Strategic Management & Decision Making: A Comprehensive Guide

Strategic Management and Decision Making

Operational Planning

Define precise time frames for completing each operational goal required for the organization’s tactical and strategic goals. Operational planning must be coordinated with the budget to allocate resources effectively.

Types of Plans

Single-use plans are developed for goals unlikely to be repeated. Standing plans provide guidance for recurring tasks or situations.

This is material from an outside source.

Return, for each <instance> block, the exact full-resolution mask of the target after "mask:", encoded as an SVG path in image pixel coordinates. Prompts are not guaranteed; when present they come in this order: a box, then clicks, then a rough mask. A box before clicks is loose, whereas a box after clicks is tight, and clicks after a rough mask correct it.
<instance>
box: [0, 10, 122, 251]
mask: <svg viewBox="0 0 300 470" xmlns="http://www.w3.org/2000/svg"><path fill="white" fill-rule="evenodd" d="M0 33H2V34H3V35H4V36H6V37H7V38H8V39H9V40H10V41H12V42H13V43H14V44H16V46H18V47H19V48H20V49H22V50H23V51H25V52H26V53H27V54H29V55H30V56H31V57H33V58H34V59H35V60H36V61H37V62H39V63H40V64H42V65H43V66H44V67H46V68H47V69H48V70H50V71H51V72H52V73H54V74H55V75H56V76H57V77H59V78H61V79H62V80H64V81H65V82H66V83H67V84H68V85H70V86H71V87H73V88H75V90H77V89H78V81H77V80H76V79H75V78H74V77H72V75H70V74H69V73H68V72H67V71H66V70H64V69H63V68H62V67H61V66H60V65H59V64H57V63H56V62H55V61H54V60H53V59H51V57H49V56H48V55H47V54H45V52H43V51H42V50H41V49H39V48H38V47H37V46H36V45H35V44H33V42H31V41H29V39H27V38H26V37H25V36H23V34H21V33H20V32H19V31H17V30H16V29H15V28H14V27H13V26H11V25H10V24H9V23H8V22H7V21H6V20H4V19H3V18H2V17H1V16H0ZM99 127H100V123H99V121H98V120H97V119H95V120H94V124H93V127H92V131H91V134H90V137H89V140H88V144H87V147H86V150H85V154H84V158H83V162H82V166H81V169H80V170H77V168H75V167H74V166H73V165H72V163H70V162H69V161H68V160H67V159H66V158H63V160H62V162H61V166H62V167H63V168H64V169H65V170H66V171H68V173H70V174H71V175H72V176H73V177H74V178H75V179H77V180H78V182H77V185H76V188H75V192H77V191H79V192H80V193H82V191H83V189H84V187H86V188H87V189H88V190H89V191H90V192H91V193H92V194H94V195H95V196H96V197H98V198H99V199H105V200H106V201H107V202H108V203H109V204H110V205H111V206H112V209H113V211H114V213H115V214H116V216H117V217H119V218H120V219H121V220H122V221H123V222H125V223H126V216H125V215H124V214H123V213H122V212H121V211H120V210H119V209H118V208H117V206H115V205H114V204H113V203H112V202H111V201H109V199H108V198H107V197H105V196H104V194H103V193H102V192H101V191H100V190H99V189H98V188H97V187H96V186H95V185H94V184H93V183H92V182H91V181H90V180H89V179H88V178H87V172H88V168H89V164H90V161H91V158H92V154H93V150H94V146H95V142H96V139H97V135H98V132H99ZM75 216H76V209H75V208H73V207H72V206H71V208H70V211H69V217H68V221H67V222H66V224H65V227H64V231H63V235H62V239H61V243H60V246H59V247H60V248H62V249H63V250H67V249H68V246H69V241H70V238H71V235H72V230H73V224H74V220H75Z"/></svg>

Contingency Planning and Scenario Building

In uncertain environments or with long time horizons, inflexible plans can hinder performance. Managers can develop multiple future alternatives for more adaptive plans. An extension of contingency planning is scenario building.

Strategic Management

Strategic management involves decisions and actions to formulate and execute strategies for a superior fit between the organization and its environment, achieving organizational goals.

Defining Strategy and Competitive Advantage

The first step is defining a strategy: the plan of action for resource allocation and activities to deal with the environment, achieve a competitive advantage, and attain goals. Competitive advantage sets the organization apart and provides a distinctive edge for meeting customer needs. Choosing how the organization will be different is key.

Key Strategic Considerations

  • Target customers: An effective strategy defines the target customers and their needs.
  • Core competence: Something the organization does exceptionally well compared to competitors, providing a competitive advantage through unique expertise.
  • Synergy: When organizational parts interact to produce a joint effect greater than the sum of their individual parts.

Strategy Formulation vs. Strategy Execution

Strategy formulation involves planning and decision-making to establish goals and develop a strategic plan, including assessing the external and internal environments. Strategy execution uses managerial and organizational tools to direct resources toward achieving strategic results.

SWOT Analysis

Strengths are positive internal characteristics to exploit for achieving goals. Weaknesses are internal characteristics that might hinder performance.

The BCG Matrix

This matrix categorizes businesses based on market share and industry growth:

  • Star: Large market share in a rapidly growing industry, with high growth potential.
  • Cash Cow: Dominant business in a mature, slow-growth industry, generating positive cash flow.
  • Question Mark: Small market share in a rapidly growing industry, with potential but also risk.
  • Dog: Poor performer with a small share of a slow-growth market.

Decision Making

Decision making is identifying and resolving problems and opportunities. It involves effort before and after the actual choice.

Types of Decisions

Programmed decisions address frequently occurring situations with established decision rules. Nonprogrammed decisions address unique, poorly defined, unstructured situations with significant consequences.